ABUJA (Reuters) - Nigerian President Goodluck Jonathan added billionaire businessman Aliko Dangote and the managing director of Access Bank, Aigboje Imoukhuede, to his newly formed economic management team, bringing more private sector weight to his line-up.

Former World Bank managing director Ngozi Okonjo-Iweala was sworn in as Coordinating Minister for the Economy and Minister of Finance this week, prompting the creation of a new Federal Government Economic Management Team.

Jonathan will lead the team which includes Vice President Namadi Sambo and prominent ministers across government. Okonjo-Iweala will head a 15-member implementation team that will meet every week to oversee the success of the economic committee.

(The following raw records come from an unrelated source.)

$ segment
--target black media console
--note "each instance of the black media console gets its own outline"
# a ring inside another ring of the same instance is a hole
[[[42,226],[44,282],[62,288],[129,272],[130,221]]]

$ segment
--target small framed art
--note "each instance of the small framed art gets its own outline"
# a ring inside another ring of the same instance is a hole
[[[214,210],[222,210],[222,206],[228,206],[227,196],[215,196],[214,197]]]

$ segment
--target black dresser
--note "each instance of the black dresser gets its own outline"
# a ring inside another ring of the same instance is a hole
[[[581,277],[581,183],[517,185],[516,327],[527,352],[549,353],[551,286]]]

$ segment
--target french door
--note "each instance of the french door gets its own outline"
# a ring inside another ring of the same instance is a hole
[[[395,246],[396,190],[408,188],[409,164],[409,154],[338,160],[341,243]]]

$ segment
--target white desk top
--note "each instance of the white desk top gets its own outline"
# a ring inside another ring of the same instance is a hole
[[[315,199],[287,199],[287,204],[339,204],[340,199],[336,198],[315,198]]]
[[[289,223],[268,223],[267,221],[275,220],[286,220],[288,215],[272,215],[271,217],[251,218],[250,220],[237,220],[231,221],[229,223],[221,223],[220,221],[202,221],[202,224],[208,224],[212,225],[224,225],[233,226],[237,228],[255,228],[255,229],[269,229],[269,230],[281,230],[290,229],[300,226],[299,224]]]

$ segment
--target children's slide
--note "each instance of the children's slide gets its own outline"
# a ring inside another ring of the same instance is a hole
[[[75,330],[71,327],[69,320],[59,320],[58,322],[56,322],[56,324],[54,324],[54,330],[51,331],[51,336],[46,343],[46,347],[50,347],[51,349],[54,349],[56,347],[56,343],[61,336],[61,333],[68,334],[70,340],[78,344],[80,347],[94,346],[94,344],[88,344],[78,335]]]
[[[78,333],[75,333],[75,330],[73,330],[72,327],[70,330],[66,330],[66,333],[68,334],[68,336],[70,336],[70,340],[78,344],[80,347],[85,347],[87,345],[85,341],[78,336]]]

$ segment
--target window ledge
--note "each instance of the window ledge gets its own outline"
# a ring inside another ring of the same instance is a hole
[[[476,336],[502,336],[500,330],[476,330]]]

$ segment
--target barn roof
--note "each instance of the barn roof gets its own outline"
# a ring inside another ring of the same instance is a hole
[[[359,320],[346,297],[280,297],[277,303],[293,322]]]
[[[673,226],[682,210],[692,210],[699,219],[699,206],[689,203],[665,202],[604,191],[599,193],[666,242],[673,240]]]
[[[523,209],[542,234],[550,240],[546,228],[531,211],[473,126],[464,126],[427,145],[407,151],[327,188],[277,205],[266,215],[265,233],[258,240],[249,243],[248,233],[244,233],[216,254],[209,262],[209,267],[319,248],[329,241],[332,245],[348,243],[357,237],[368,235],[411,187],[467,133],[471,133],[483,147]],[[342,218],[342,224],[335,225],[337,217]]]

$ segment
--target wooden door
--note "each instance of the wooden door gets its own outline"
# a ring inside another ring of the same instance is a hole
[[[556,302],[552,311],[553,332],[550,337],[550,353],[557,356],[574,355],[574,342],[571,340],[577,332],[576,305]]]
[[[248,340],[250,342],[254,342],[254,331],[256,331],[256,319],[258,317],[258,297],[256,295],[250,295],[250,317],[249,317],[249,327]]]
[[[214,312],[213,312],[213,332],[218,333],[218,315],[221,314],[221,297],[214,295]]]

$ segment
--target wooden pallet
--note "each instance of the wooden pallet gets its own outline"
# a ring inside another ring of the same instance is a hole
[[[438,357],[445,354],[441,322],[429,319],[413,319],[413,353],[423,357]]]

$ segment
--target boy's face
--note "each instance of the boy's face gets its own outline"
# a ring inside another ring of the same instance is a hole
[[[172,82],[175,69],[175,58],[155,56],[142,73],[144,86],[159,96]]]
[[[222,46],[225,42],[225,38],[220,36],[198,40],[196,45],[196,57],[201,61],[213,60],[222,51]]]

Industrialist Dangote will stand out in a team made up mostly of government officials. He was ranked by Forbes as Nigeria’s richest man and his cement business is the largest listed firm on the country’s stock exchange.

“I expect the member of the economic management team to combine their individual strength to generate ideas and initiative in-line with our goals in transforming every sector of Nigerian life, particularly the economy,” Jonathan said during the inauguration of the team this week.

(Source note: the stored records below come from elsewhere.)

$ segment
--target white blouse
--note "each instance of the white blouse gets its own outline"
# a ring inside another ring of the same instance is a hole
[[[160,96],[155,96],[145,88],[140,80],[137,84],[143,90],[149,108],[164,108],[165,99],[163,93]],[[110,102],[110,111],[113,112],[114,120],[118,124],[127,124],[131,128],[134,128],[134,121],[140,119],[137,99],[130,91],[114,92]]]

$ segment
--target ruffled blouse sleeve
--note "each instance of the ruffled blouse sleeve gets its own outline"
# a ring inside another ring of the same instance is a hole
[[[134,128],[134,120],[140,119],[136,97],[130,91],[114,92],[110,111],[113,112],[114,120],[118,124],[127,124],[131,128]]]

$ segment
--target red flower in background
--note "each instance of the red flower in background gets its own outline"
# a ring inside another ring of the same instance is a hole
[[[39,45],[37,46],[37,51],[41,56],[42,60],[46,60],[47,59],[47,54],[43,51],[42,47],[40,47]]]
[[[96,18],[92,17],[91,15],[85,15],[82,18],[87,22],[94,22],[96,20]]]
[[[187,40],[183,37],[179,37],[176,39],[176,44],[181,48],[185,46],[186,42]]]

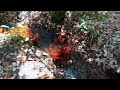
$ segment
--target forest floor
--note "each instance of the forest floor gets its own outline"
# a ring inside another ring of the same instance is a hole
[[[39,30],[38,47],[15,46],[9,32],[0,33],[1,79],[118,79],[120,77],[120,11],[107,11],[102,21],[92,20],[91,26],[101,32],[91,46],[82,33],[74,40],[67,66],[59,67],[46,52],[54,39],[53,32]],[[82,38],[83,37],[83,38]],[[20,48],[18,50],[18,48]],[[74,60],[73,60],[74,59]]]

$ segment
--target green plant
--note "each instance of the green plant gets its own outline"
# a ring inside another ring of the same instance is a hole
[[[100,36],[100,32],[97,31],[94,27],[89,28],[89,41],[90,46],[93,44],[93,41]]]

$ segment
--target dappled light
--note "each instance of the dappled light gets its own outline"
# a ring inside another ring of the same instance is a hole
[[[119,79],[120,11],[1,11],[0,79]]]

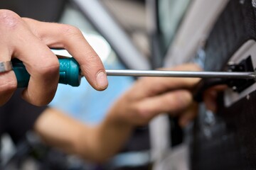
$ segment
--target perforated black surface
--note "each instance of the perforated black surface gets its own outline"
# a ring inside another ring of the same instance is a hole
[[[240,47],[255,40],[252,1],[230,0],[228,4],[207,40],[206,70],[222,70]],[[191,169],[256,169],[256,91],[249,100],[242,98],[229,108],[223,106],[221,95],[218,101],[215,115],[201,106],[191,143]]]

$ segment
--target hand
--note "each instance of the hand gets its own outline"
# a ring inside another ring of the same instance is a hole
[[[71,26],[22,18],[9,10],[0,10],[0,62],[21,60],[31,78],[23,98],[43,106],[53,98],[59,79],[59,63],[49,47],[65,48],[80,64],[83,74],[97,90],[107,86],[103,64],[81,32]],[[14,72],[0,73],[0,106],[17,86]]]
[[[172,70],[199,71],[192,64]],[[199,81],[196,78],[146,77],[139,79],[110,110],[112,118],[121,123],[142,125],[154,116],[169,113],[179,116],[181,125],[186,125],[196,114],[191,90]]]

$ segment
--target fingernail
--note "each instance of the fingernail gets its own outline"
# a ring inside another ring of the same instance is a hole
[[[191,96],[188,92],[181,91],[177,96],[177,99],[180,102],[181,105],[183,107],[191,103]]]
[[[98,73],[96,77],[97,85],[102,89],[105,89],[107,87],[108,81],[107,79],[107,74],[105,72],[100,72]]]

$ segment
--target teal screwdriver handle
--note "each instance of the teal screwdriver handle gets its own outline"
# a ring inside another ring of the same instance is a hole
[[[78,86],[80,84],[80,69],[78,62],[74,58],[59,59],[60,62],[60,84]],[[27,87],[30,78],[22,62],[13,60],[14,71],[18,81],[18,87]]]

Okonjo-Iweala negotiated hard before leaving the World Bank and the change in the structure of managing Africa’s third-largest economy will give her much more influence than her predecessor Olusegun Aganga was able to exert.

In a sign of her intent to lead the reform agenda in Africa’s most populous nation, she made a presentation at a meeting of the economic team on Friday entitled: “Transforming Nigeria/Creating Jobs - A Short to Medium Term Agenda”.

Okonjo-Iweala stepped on some toes when she held the finance minister position between 2003 and 2006 and investors are watching closely to see how she operates alongside fellow ministers and reform heavyweights like Central Bank Governor Lamido Sanusi.

Nigeria faces a long list of hurdles, not least opaque government spending, rampant corruption, import dependence, and the need to tame double-digit inflation while creating jobs and building infrastructure.